Here’s another caught-by-the-mouth act. While crying like a damsel in distress downstairs, she asked Joshua, “Did you tell her [me] about what you heard?” To those who are now aware of the previous episodes of this drama series, the Princess is actually referrring to the Sunday night after typhoon Frank hit several parts of the Philippines, when she and her loyalist piggy friend mat-mat were talking at the reception area of the Apartelle. While they were talking, Joshua heard her saying, “Ang nainitan ko kay Jing-jing kay ginalibre nya ang laki.” And Joshua answered her with a straight YES. See the difference of an HONEST person versus a LIAR like you? Why did you ask him? Ayan tuloy, napamukha sayo the truth. hahahahaha!

So which is worst:
1. librehon laki nga may nabuligan or librehon IKAW nga wala binuligan? (Treat a guy who helped me a lot or treat YOU who gave no help?)
2. gapalibre nga laki nga wala pa obra o librehon IKAW nga may obra pero pinalibre japon? (Treat a guy who is still looking for a job or treat YOU who has already a job and is afraid to spend her money and just waits for me to treat her?)
3. treat a guy who, without any notice and out of his own sense of voluntareeism, is treating me anywhere for anything now in return to the favor I did for him before or treat YOU who cannot even remember to return the favor and yet can still afford to gossip against me?

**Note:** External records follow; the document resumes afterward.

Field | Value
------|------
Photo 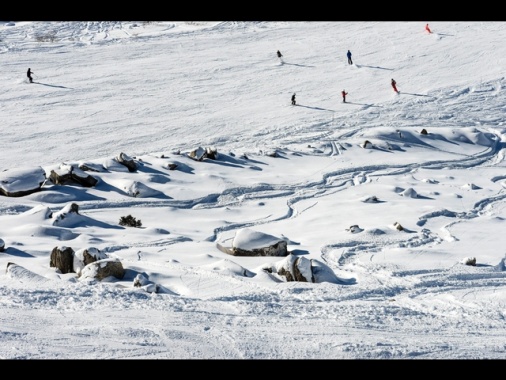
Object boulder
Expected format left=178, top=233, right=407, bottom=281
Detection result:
left=115, top=152, right=137, bottom=173
left=80, top=258, right=125, bottom=281
left=49, top=247, right=75, bottom=274
left=229, top=228, right=288, bottom=256
left=49, top=164, right=98, bottom=187
left=74, top=247, right=108, bottom=275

Just like what you always say, let God be the judge.

Wow and the Princess even texted me using the number that I used to text which she always ignore. She was saying about SORRY…HOPE YOU CAN ALREADY FORGIVE…And to add to her pile of sins against me, she even mentioned about me telling the truth to Hubby. Ha????

OK so let’s see now who’s telling the truth:
Mat-mat told you a story about Renz boasting about me to a friend in Kalibo. That Mat-mat even told you that if I were there I won’t like what I will hear too. >>> I confronted the ‘friend’ and asked him what did he exactly say? As expected, statements that were supposed to be taken as a joke. Besides, am I that rich to be worthy of any showing off? And when I informed mat-mat about what I found out, she simply answered AYOS A. The Queen of the Liar and the Princess of Halitosis, what a match!

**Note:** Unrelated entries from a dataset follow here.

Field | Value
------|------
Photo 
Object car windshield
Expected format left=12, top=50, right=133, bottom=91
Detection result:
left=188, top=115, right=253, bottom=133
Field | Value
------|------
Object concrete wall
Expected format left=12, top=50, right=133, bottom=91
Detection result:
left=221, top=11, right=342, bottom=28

You confronted me about that in addition to asking, with matching sideways sharp look in JD-Emilion, is Renz your BF. I honestly said NO. We hold hands because we’re friend and we already have a mutual understanding. So is that Boyfriend-Girlfriend whatsoever? And you insisted on your reasoning saying that what I’m doing is non-Christian. >>> So when you stayed in one room for months with a Korean student of yours, was that very Christian?

Oh and have you forgotten what two statements you mentioned to me before we parted ways? I SHOULDN’T COUNT ON ANYTHING AGAINST YOU BECAUSE WHAT HAS HAPPENED IN THE PAST IS PAST. That I BUY FRIENDS?

Most importantly, stop telling to people that I WALKED OUT. Becauseiof you have a sharp memory you will clearly recall that you left our table first before me. It was only outside when we parted ways – you were left outside with no keys to my room.  And when you came to the apartment where is the newly bought venetian blinds?  Hmmm maybe I should add that up to your list of debts.  My memory always serves me right. That’s why I’m consistent. How about you?

The thing is – BE HONEST! Stop making new statements every now and then!!!

Oh you even said that lie detector tests aren’t right? hahaha! Only shows how proud you are.

Your brother is almost speaking up. I just want to know that. Soon enough your own brother will disclose your top secrets to me. Let’s see who will win in the end – the HONEST UGLY DUCKLING who has nobody or the BEAUTIFUL LIAR PRINCESS WITH HER PIGGY ALLY AND AND HER FAMILY.

Since you left a warning that you will come here again, I will make sure that during that time, you will see me, you will pay me, and you will spend a night or two in jail!

If I were you, stop believing that you are still dealing with the soft-hearted Jacqui. But rest assured that you will be dealt with accordingly, PROFESSIONALLY, MATURELY, and LEGALLY.